Recently, the second phase of the SOL project, which lasted three months, was completed. Two interns from Hankuk University of Foreign Studies began their first journey to become natural language processing (NLP) experts with the LETR team. Just like in the first year, the interns who participated had time to interact, collaborate, and experience practical projects with LETR team researchers through mentoring.
The SOL Project is recording these precious experiences. So again, I met Lee Yun-jae and Lee Ho-jae, interns who spent the past three months more intensely than anyone else. Check out the stories they shared about what they learned, felt, and thought through this experience.
Everyone is curious. Please introduce yourself briefly!
Yun Jae: Hello! I'm Lee Yun-jae, who participated in the 'Translator Performance Evaluation' project in SOL Project 2. I majored in English Language Convergence Software at Hankuk University of Foreign Studies, and I'm about to graduate. Currently, major concerns include integrating language education with natural language processing, and deriving insights through language data analysis.
Good news: Hello! I am Lee Ho-jae. I also continued my studies on natural language processing while majoring in English at Hankuk University of Foreign Studies, and I plan to continue my studies at Korea University Graduate School later. Prior to this internship, I participated in a chatbot-related project during the 'Data Youth Campus' course at the Korea Data Industry Development Institute.
Why did you become interested in the field of natural language processing (NLP)?
Yun Jae: I served in the military as an Air Force interpreter, and I became interested when I saw news about natural language processing technology at the time. I found it fascinating to be able to combine linguistics and computer science to create services that directly help people who are uncomfortable due to language.
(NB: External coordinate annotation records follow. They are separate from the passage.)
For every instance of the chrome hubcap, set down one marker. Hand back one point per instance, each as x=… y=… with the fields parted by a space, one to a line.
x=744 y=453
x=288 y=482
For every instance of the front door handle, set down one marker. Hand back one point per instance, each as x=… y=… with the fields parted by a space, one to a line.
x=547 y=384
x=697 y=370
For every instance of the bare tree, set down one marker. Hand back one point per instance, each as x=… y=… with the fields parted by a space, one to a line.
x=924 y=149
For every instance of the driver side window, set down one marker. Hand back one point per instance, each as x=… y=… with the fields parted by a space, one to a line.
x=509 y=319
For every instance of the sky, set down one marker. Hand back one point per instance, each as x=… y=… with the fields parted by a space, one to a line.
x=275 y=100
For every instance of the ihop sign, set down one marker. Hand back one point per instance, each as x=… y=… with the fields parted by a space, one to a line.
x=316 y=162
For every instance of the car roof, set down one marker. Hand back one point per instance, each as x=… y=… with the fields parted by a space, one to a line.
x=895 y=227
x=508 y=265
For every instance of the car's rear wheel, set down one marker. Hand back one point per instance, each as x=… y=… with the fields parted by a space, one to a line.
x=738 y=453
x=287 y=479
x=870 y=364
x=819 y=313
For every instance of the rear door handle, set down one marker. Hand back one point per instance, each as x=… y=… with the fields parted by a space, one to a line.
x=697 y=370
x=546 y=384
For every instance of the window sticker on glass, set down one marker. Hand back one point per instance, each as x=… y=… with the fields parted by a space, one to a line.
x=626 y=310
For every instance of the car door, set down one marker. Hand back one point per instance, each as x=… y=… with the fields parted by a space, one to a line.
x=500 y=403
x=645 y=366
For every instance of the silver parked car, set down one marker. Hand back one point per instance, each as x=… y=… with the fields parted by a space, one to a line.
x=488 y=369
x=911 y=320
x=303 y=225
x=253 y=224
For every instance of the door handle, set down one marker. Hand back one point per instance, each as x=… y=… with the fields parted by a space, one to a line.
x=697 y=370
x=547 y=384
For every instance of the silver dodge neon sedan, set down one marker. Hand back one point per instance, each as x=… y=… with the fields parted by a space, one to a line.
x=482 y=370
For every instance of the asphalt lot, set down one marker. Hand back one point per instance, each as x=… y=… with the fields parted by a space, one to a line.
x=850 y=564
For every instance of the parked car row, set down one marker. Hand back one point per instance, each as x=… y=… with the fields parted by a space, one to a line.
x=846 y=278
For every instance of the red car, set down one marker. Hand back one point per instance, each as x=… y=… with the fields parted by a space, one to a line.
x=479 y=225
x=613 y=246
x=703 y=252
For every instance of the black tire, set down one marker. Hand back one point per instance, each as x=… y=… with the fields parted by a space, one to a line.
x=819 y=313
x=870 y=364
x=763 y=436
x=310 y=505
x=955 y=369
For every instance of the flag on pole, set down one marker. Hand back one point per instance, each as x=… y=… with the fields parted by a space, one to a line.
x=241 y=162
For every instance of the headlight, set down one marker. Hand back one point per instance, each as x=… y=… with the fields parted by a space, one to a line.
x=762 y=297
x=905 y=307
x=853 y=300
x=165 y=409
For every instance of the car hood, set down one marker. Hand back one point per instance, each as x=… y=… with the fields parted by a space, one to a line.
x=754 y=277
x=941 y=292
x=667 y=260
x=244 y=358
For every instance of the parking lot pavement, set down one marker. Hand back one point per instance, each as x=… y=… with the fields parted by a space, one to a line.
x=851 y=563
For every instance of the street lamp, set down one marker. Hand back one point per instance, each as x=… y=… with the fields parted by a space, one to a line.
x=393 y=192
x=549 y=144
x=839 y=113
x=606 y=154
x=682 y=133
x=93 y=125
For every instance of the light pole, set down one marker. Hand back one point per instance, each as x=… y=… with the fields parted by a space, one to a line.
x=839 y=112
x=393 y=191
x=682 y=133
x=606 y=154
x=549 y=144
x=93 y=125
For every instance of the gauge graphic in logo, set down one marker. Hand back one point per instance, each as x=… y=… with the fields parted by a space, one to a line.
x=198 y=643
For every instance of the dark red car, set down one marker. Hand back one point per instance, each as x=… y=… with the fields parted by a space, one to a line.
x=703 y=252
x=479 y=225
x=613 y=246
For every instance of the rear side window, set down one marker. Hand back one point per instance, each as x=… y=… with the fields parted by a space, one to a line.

Good news: I was very interested in computational linguistics, which is on the boundary between computer science and linguistics. I thought linguistics could contribute to the development of artificial intelligence. So I mainly studied linguistics in the classroom and computers during the rest of my time. In the process, I naturally became more interested in computers and focused more on studying artificial intelligence and natural language processing.
Please tell us what led you to participate in the SOL project.
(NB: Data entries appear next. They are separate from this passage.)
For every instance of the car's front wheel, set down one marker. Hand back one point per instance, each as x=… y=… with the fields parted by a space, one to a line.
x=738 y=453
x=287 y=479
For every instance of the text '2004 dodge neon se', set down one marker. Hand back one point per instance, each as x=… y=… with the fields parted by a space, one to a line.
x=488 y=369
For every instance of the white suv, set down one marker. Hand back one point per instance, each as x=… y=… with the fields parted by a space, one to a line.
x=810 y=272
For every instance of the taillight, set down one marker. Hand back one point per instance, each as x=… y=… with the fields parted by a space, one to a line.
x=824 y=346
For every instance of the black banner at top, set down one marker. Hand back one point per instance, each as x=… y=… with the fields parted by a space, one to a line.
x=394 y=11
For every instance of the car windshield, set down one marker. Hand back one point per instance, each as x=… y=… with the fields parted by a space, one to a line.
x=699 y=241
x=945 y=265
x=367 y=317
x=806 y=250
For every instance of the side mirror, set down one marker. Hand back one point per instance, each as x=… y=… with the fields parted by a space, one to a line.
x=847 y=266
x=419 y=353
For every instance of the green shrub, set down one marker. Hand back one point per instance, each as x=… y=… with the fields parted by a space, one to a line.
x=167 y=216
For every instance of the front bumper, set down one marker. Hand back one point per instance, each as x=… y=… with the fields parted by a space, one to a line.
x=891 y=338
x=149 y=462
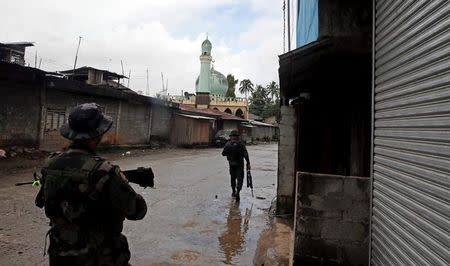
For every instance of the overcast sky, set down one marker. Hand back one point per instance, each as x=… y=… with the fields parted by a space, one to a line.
x=161 y=35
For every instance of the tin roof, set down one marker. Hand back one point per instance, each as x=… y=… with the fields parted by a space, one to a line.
x=210 y=112
x=197 y=117
x=84 y=71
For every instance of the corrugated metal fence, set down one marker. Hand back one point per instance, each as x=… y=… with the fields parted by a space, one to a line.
x=411 y=165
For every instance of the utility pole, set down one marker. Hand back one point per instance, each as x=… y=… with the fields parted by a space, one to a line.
x=147 y=91
x=129 y=77
x=289 y=25
x=162 y=81
x=167 y=86
x=76 y=56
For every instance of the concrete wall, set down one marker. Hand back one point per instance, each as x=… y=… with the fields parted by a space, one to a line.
x=19 y=113
x=161 y=123
x=332 y=219
x=134 y=122
x=56 y=100
x=231 y=124
x=264 y=133
x=286 y=160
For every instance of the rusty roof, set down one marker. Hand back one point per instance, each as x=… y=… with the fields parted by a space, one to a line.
x=84 y=71
x=210 y=112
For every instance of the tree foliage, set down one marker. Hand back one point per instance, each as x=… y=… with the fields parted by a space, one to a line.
x=246 y=87
x=265 y=101
x=232 y=82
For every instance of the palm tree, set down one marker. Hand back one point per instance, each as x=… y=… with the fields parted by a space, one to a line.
x=273 y=90
x=246 y=86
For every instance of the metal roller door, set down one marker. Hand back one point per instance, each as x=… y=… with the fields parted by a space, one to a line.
x=410 y=223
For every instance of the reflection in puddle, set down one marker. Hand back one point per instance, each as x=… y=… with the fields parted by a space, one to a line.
x=232 y=240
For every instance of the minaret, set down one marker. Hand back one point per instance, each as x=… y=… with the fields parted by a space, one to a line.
x=204 y=80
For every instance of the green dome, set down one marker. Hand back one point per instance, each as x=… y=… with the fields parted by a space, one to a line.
x=219 y=83
x=206 y=47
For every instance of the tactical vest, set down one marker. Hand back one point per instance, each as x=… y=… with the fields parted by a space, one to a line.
x=236 y=153
x=69 y=191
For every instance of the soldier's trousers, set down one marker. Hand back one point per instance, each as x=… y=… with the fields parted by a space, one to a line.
x=237 y=174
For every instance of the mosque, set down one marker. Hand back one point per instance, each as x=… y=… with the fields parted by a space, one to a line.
x=211 y=87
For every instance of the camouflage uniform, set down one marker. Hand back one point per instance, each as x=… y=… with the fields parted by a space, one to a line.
x=87 y=200
x=236 y=152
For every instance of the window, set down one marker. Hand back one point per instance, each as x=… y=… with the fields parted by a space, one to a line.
x=55 y=118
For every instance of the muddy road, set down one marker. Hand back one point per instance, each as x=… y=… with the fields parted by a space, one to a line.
x=192 y=219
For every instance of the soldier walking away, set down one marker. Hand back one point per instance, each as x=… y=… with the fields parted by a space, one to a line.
x=236 y=153
x=86 y=198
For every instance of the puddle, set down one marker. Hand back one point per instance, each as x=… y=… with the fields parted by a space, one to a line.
x=232 y=240
x=186 y=256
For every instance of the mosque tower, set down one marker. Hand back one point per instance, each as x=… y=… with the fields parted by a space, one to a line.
x=204 y=80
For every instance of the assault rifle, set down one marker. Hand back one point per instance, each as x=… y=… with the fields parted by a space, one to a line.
x=143 y=176
x=250 y=181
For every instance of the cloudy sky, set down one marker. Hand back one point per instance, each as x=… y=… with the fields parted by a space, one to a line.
x=161 y=35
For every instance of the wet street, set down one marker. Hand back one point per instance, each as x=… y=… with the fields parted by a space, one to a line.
x=192 y=219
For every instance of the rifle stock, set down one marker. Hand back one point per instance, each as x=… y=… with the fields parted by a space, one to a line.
x=143 y=176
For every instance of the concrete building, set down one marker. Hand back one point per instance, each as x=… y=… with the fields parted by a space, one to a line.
x=324 y=153
x=365 y=110
x=211 y=87
x=97 y=77
x=14 y=52
x=34 y=105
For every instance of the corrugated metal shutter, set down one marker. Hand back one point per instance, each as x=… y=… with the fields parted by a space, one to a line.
x=411 y=169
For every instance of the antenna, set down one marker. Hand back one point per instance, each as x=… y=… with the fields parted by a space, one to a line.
x=76 y=56
x=129 y=77
x=162 y=81
x=148 y=88
x=289 y=25
x=167 y=86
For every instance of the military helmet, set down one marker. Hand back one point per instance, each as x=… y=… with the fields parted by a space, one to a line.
x=86 y=121
x=234 y=133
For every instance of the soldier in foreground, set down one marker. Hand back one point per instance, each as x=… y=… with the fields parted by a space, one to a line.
x=87 y=198
x=236 y=152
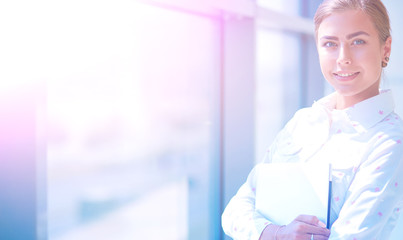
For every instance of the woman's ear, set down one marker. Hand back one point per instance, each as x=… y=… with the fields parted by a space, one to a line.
x=387 y=47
Yun Jae: I was invited to listen to a lecture by the Twig Farm LETR team at the Data Youth Campus event held by the school in 2021. After that, I saw an announcement of the recruitment of participants for the SOL project. In practice, I applied because I thought it was a great opportunity to check what topics are being studied, how data is being constructed, and actually experience natural language processing work.
Good news: I was curious about natural language processing in the business. In fact, even before applying this time, I had been studying natural language processing through books and projects for a year and a half. However, I was curious about what kind of projects are being carried out in the actual field, what data is used, and how collaboration and decision-making are carried out, so I supported them.
What did you do with the SOL project?
Yun Jae: The progress of each part of the project was recorded in a notebook. I submitted this as a weekly work report every Monday, and worked on the project while receiving feedback through a Wednesday meeting.
Specifically, I started by looking for previous papers on translator performance evaluation scales, such as QE (quality estimation) and n-gram-based evaluation scales. Next, performance evaluation scales by humans, such as HTER (translation error rate with human-targeted reference) and DA (direct assessment), were first determined, and then parallel corpus data to be used in the project were constructed and refined. After that, I was also in charge of some QE model training, checked the test results, and finished by reflecting them in the final report.
Good news: I've researched and developed a model that can automate “translator quality assessments.” Starting with concerns about 'translation quality', I looked for ways to automate using deep learning. In this process, I came to the conclusion that BERT Score and Sentence-BERT could be used, among others, based on semantic similarity. Afterwards, we proceeded from modeling to fine tuning, and tested and observed how the model evaluates the quality of translated texts based on various situations.
What was it like working on the project with the team members?
Yun Jae: I learned from experience how important it is to set the direction of a project and have a clear division of tasks. In the process, I also reflected a lot. I was also able to feel the difference between artificial intelligence and natural language processing that I learned at school and the knowledge needed in actual business, and it was an opportunity to set a new direction on what to supplement after the internship.
Good news: Above all else, I was able to realize that collaboration and communication are important. When I shared and discussed my thoughts rather than working hard on my own, I often felt that things could go in a good direction I hadn't thought of before. Therefore, I listened attentively to other people's opinions and tried to actively express my own.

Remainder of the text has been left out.